A new poll shows Black women overwhelming anticipate the 2022 midterm elections, and have cited housing and food costs as the issue they care about most. The poll also revealed that the key voting bloc are most concerned about reproductive rights and crime.
Seventy-six percent of Black women said they were “extremely worried” about the rising cost of living, specifically rent and housing, groceries, gas and affordable health care. While pocketbook issues ranked as the top two concerns, 21 percent said reproductive rights were of most concern, followed by increased rates in crime.
“A multitude of issues are of deep concern to our community, from the rising cost of housing and other basic goods to restrictions on abortion access, to threats to honest education for our children,” Glynda Carr, president and CEO of Higher Heights, told NBC News. “Black women are not single-issue voters — we sit at the intersection of the most pressing issues facing our nation.”
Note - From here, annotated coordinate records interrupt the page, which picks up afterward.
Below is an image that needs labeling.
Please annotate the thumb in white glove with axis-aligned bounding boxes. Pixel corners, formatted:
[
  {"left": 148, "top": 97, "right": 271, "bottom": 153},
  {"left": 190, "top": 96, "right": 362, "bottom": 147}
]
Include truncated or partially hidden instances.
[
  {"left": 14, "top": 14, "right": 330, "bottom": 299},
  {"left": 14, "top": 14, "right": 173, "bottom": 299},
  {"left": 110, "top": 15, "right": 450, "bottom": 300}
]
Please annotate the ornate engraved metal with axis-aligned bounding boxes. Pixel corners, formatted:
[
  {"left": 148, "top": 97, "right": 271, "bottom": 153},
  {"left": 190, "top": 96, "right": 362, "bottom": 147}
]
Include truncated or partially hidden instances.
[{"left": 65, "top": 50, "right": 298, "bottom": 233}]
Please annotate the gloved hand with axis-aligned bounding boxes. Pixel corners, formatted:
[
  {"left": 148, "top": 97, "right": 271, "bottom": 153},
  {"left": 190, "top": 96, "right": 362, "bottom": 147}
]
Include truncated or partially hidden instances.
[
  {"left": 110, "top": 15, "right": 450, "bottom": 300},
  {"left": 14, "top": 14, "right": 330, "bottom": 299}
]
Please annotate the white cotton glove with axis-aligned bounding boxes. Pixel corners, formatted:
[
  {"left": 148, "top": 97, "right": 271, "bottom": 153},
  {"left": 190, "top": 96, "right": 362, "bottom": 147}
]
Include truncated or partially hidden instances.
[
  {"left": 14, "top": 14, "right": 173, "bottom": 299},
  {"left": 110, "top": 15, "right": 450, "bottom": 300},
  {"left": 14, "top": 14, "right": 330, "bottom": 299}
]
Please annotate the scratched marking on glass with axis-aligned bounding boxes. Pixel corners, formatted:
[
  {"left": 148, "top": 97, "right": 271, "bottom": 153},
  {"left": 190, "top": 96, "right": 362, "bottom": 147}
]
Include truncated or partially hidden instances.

When asked to share how they feel about being a Black woman in America, responses were mixed. Most expressed optimism about advancements Black women have made but also conveyed frustration about how Black women are disproportionately treated.
Higher Heights Leadership Fund and Higher Heights for America PAC, a political action committee that works to elect Black progressive women nationwide commissioned the survey which was conducted by Change Research. The San Francisco-based polling firm surveyed over 715 Black women voters, who revealed in the survey that they believed Black women in politics were “underrepresented.” More than two-thirds of the women surveyed said they were more motivated to vote than ever before.
Next month’s midterms will be pivotal in determining which party will control Congress and statehouses across the nation. The ruling party will make it either easier or harder to pass legislations in healthcare, voting rights, education, and jobs among other key issues facing voters.
Black voters have come to the polls in record numbers in recent years and is projected to reach 32.7 million by November, according to a Pew Research Center report. Black women represent more than half of all Black eligible voters.